武器を求めて
「おはようございます、トモさん。」
「ふあ~、真人おはよう。」
あくびが止まらない。睡眠不足だ。壁が薄いので隣の部屋の音がとてもよく聞こえた。
「凄かったですね。自分の部屋まで聞こえましたよ。」
佐藤のいびきの大きさに同じ宿で宿泊することは無理だと2人は思った。
「朝食後すぐにチェックアウトしましょう。」
私はうなずいた。こんな体調で今日はまともに仕事ができるかしら?
何とか朝食を済ませてギルドへ向かった。数人ギルドの前で待っている。情報を仕入れようと真人は積極的に話しかけていた。私は眠気と闘いながらその様子を眺めていた。
「お待たせしました。いい話が聞けましたよ。」
「いい話?」
「そうです。トモさんは魔法剣士の適性がありましたよね。まだ魔法が使えなくても剣が使えれば自分と一緒に外に行けるそうですよ。」
「剣が使える?そんなもの扱ったことないから無理よ。」
思いっきり首と手を振った。
「ギルドで訓練してもらえるらしいです。お金はかかるけど早く外に出た方が稼げるし、すぐに元は取れそうですよ。」
少し魅力的な話だ。だけど平和な世の中で育った私に剣を使うなんて早々すぐにできるものじゃない。尻込みしている私に真人は続けて言う。
「魔導士は魔力が切れたら戦う術がないですからね。でも魔法剣士の適性があれば剣を使うことも出来るからかなり戦いに幅が広がりますよ。」
そういう考え方もあるのね。私は諦めて返事をする。
「わかったわ。それじゃあ先に剣を買いに行きましょう。」
「いえ、今日はこれから町中の依頼を受けましょう。早く依頼を終わらせて剣を買いに行きましょう。」
そうだ、手持ちはあまりないのだから、少しは稼がないとジリ貧だ。ギルドが開くのを今か今かと待ちながら私たちは今日の予定を立てた。
何とか昼過ぎに仕事を終えた私たちは、昨日のティアナの父親の店に来た。武器屋を紹介してもらう為だ。
「魔法剣士の適性があっても、あんたじゃロングソードは無理だろう。」
あっさり言われた。確かにそうだ。ゲームのように装備してボタンを押せば軽々と振り回せるものではない。
「今から剣を覚えてもマスターするのに随分とかかるから、まだ短剣の方がいいと思うぞ。
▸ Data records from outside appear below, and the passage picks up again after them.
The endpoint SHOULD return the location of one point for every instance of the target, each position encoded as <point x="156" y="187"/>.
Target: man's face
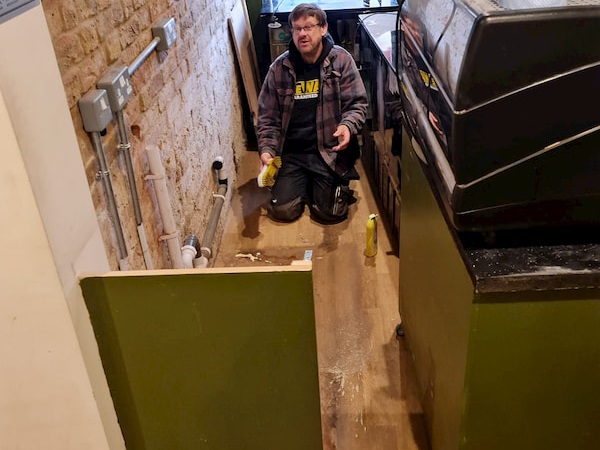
<point x="307" y="36"/>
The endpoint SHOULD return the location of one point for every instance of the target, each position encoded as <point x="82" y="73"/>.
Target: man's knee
<point x="285" y="212"/>
<point x="334" y="210"/>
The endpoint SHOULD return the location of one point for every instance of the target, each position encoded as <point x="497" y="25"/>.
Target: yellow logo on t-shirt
<point x="307" y="89"/>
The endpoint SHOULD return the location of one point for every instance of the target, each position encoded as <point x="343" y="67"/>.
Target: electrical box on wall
<point x="95" y="110"/>
<point x="165" y="30"/>
<point x="117" y="85"/>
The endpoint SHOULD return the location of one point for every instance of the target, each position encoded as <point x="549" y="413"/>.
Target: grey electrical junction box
<point x="165" y="30"/>
<point x="117" y="85"/>
<point x="95" y="110"/>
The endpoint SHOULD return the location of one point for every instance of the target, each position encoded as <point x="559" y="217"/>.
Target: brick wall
<point x="186" y="100"/>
扱いやすいしな。今いくら持っているんだ?」
予算を伝える。
「その予算じゃ厳しいな。包丁も買えないじゃないか。」
思いっきり手を振られた。確かにそうだ。でもこれからギルドで訓練してもらう分も取っておかなければならない。さすがに今日武器を購入して訓練までというのは無理そうだ。諦めかけていたその時、
「ああ、そうだ。」
何かを思い出したようにティアナの父親は店の奥へ行った。ゴトゴトと引き出しを開け閉めする音が聞こえる。
「あったぞ、これならどうだ?」
そう言いながら、飾り気のないちょっと古そうな短剣を持ってきた。
「昔俺が防具作りの合間に作った短剣だ。武器職人が作ったもの程性能はよくないが、今のあんたにならこのくらいで十分なはずだ。」
受け取って鞘から抜いてみた。鈍い光を放つ短剣は素人の私から見たら十分なほどよく切れそうだ。握り手の端にくぼみが付いている。
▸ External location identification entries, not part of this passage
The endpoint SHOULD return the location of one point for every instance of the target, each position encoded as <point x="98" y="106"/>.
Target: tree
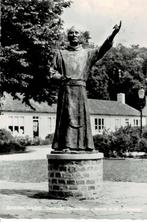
<point x="122" y="70"/>
<point x="30" y="30"/>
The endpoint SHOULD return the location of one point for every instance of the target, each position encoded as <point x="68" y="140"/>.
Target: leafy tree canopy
<point x="122" y="70"/>
<point x="30" y="29"/>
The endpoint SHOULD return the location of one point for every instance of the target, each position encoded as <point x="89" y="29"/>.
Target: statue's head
<point x="74" y="36"/>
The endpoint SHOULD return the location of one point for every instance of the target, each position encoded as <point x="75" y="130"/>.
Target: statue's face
<point x="74" y="36"/>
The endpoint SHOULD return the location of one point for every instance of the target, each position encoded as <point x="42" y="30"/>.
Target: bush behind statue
<point x="123" y="140"/>
<point x="8" y="143"/>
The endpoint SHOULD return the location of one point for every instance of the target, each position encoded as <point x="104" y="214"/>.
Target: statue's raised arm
<point x="98" y="53"/>
<point x="115" y="31"/>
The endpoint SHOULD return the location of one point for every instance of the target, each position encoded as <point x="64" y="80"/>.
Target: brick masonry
<point x="78" y="177"/>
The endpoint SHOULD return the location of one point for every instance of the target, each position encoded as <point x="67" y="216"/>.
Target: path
<point x="118" y="200"/>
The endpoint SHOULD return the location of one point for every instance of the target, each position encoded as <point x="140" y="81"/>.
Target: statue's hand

「そのくぼみに魔石を入れれば魔剣として使えるはずだ。・・・多分な。」
「へ?多分って?」
「俺は魔法が使えないからな。作っては見たものの、実際使ったことがないんだよ。」
まだ魔法がきちんと使えない私にも使えそうにないわ。
「ちょっと振ってみな。」
少し離れて短剣を振ってみた。重さも気にならない。悪くなさそうだ。
「それなら予算の金額で売ってやるよ。」
よかった。剣が手に入ったなら試験に合格すればすぐに外に出られるわね。さらに懐は寂しくなったけど、仕事の幅は広がりそうだわ。私たちはお礼を言って、早速ギルドへ向かった。
生まれて初めての剣の訓練は体への負担もすごかった。今夜は筋肉痛になるわ、きっと。でもその甲斐あって何とか合格がもらえた。訓練の費用は真人が払ってくれた。お金が入ったら払うと言ったが、一緒に外に出られるようになる為の必要経費だって笑って返された。